Лучшая подруга Фаины Раневской. В старом и новом театре - стр. 21
В первый год моей ученической жизни, следуя совету Веры Федоровны, я занималась у Ю. Э. Озаровского в драматической школе Поллак. Годы моего пребывания в школе Поллак, а также последующие учебные годы в императорском училище при Александрийском театре были согреты общением с Верой Федоровной и возможностью посещать все спектакли с ее участием. Как ученица частной школы я не имела права бесплатно посещать Александринский театр, и весь год моего пребывания в школе Поллак пользовалась контрамарками, которые мне давала Вера Федоровна.
Обычно я ей писала городское письмо, прося дать мне возможность посмотреть ту или другую пьесу с ее участием. Она тотчас же отзывалась, назначала мне час, когда к ней можно прийти, и принимала ласково и просто, чему я немало удивлялась, считая всех артистов, а ее особенно, высшими, недосягаемыми существами. Из-за этого, очевидно, и из застенчивости, провинциальной дикости я старалась сократить и ограничить свой визит деловой стороной, просила у нее записочку к полицмейстеру Александрийского театра и уходила, сожалея, что не могу преодолеть свою робость и использовать драгоценные минуты общения с Верой Федоровной.
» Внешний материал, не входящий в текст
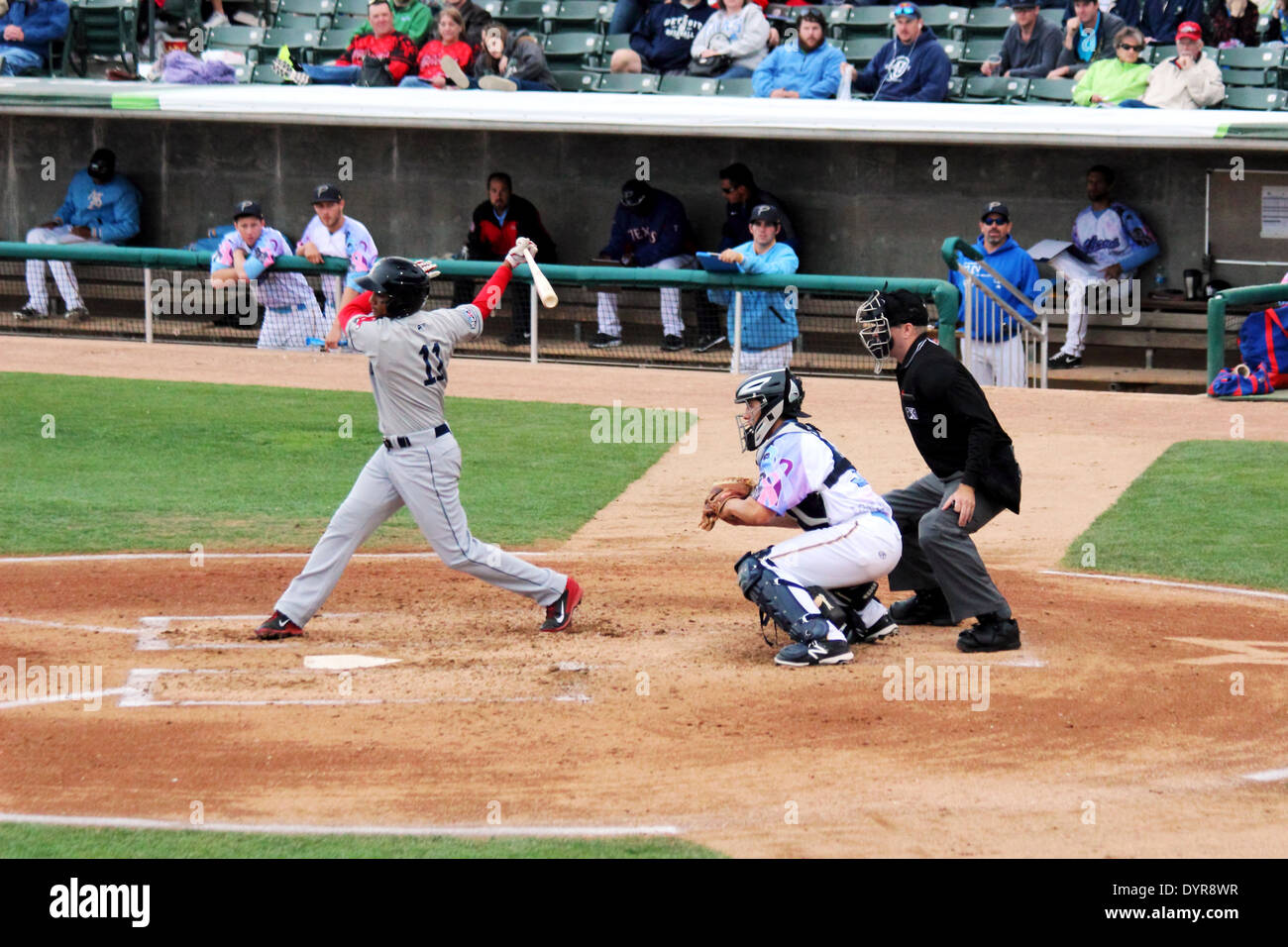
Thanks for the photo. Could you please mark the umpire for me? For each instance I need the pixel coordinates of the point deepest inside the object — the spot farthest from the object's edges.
(973, 476)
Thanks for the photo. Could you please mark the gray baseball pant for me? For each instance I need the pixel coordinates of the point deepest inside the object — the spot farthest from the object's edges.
(938, 553)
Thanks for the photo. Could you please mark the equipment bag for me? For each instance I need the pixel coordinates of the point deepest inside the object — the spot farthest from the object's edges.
(1262, 339)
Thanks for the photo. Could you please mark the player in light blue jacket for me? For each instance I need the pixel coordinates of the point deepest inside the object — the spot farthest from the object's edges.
(101, 208)
(768, 318)
(802, 68)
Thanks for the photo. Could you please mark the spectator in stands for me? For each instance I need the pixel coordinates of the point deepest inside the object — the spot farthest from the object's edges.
(511, 62)
(1188, 80)
(769, 317)
(445, 56)
(911, 67)
(737, 34)
(1109, 81)
(291, 313)
(333, 234)
(1087, 37)
(101, 206)
(496, 223)
(661, 42)
(412, 18)
(1117, 241)
(1030, 47)
(26, 30)
(805, 67)
(649, 230)
(996, 352)
(381, 56)
(1233, 24)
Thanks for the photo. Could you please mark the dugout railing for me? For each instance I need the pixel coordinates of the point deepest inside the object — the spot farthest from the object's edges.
(160, 294)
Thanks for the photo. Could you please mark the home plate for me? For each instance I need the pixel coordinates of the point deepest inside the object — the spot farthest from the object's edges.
(346, 663)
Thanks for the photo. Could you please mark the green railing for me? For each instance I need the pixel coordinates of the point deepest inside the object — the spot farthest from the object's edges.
(1243, 295)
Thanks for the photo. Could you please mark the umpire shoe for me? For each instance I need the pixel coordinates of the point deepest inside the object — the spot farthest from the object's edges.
(991, 634)
(278, 626)
(805, 654)
(926, 607)
(559, 615)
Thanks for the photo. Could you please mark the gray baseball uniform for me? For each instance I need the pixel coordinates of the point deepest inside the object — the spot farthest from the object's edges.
(419, 464)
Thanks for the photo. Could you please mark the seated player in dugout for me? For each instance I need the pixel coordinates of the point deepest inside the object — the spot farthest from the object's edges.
(819, 587)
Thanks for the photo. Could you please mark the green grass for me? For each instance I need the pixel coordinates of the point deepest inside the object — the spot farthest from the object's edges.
(1206, 510)
(62, 841)
(155, 466)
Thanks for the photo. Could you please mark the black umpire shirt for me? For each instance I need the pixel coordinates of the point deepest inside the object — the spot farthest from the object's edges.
(952, 424)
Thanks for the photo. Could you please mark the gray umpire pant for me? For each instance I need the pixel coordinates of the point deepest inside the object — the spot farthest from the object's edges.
(938, 553)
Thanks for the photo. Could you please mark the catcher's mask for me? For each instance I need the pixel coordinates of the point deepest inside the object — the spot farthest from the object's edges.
(780, 394)
(402, 281)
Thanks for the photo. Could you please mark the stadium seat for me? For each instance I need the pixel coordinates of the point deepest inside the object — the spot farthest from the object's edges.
(688, 85)
(626, 82)
(575, 80)
(1254, 99)
(567, 50)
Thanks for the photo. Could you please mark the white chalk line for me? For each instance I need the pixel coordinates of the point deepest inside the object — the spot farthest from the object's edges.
(292, 828)
(1194, 586)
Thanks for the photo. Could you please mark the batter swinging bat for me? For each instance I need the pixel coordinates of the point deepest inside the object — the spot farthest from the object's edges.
(544, 289)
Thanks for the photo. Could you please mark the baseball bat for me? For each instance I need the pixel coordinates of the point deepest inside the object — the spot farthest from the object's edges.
(544, 289)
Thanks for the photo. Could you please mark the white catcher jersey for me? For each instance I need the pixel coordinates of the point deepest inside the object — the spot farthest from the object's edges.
(408, 360)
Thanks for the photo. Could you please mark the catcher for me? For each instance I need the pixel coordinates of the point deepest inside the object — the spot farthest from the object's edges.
(819, 587)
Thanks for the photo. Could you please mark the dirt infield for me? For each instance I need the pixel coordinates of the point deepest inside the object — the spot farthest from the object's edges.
(1113, 732)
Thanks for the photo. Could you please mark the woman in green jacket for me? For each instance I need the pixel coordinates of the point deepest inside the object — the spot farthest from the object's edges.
(1109, 81)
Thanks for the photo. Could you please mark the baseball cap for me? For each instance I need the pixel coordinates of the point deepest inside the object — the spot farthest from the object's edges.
(248, 209)
(326, 192)
(996, 208)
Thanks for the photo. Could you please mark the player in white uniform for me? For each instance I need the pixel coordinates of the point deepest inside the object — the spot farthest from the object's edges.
(333, 234)
(819, 586)
(420, 462)
(291, 312)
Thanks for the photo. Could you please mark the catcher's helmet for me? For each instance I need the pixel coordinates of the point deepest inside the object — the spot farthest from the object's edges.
(780, 394)
(402, 281)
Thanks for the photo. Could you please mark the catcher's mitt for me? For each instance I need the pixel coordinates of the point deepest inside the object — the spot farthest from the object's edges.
(720, 492)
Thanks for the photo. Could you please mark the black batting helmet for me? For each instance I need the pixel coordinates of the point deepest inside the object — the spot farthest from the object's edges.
(402, 281)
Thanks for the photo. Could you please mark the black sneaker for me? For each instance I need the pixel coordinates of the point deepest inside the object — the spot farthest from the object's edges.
(991, 635)
(805, 654)
(926, 607)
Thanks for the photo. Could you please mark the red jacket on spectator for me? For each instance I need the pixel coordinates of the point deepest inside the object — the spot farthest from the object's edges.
(395, 47)
(433, 52)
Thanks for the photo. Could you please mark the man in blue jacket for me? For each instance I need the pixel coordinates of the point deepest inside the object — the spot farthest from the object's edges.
(995, 351)
(769, 317)
(649, 230)
(802, 68)
(101, 208)
(26, 30)
(911, 67)
(661, 42)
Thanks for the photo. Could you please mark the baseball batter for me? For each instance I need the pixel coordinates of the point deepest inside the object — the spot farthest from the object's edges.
(408, 351)
(291, 313)
(819, 586)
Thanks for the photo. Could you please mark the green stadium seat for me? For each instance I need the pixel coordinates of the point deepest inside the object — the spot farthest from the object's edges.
(575, 80)
(688, 85)
(1254, 99)
(572, 48)
(626, 82)
(739, 88)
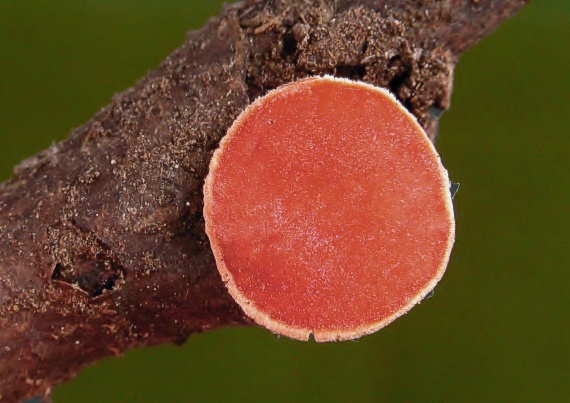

Но иногда она удерживала меня расспросами о занятиях, о моей жизни… И я была счастлива и благодарна ей за немногие минуты, которые она мне дарила, и уходила от нее, полная восторга и обожания. Ни одна актриса, ни тогда, ни потом, не захватывала меня своей игрой так, как Комиссаржевская. Она умела коснуться самых глубин души и вызвать к жизни неосознанные, но живые и тонкие чувства.
Хочется вспомнить и снова пережить те чудесные минуты, которыми она наполняла мою жизнь. В моей памяти возникает целый ряд образов. Вот Клерхен из пьесы «Гибель Содома» Г. Зудермана. Роль маленькая, но Комиссаржевская из нее создавала целую симфонию чувств. Клерхен – почти девочка, простенькая мещаночка, веселая, не тронутая жизнью. Она счастлива, беспечна – такой она появляется на сцене в диалоге с Крамером: болтает с ним, смеется и с аппетитом уписывает жаркое. Не замечая, что Крамер влюблен в нее, она просто, по-дружески беседует с ним. Сколько юмора, сколько бодрых интонаций, как весел ее смех, не громкий, но насыщенный радостью жизни. Но вот она вкусно поела, тарелка пуста, и Клерхен уносит ее в кухню.
Вернувшись, она видит Вилли… Опять радость – Вилли кумир, человек, воспитавший ее, хоть и не родной, но брат… Нет, не брат, а бог, совершенство. Она доверчиво бросается к нему и усаживается на ручку кресла, где он отдыхает. Вилли смотрит на нее, как на девочку, говорит с ней, как с маленькой, но это не обижает Клерхен – она счастлива, он называет ее сестренкой, вызывает ее на откровенность: «Что, если бы кто-нибудь признался ей в любви, ну, Крамер, например, что бы она ответила?» Она отвечает, что ее сердце спокойно, ей весело, хорошо живется, и ей никто не нужен. «Ну, а если бы я тебе сказал: Клерхен, я люблю тебя, что бы ты ответила?»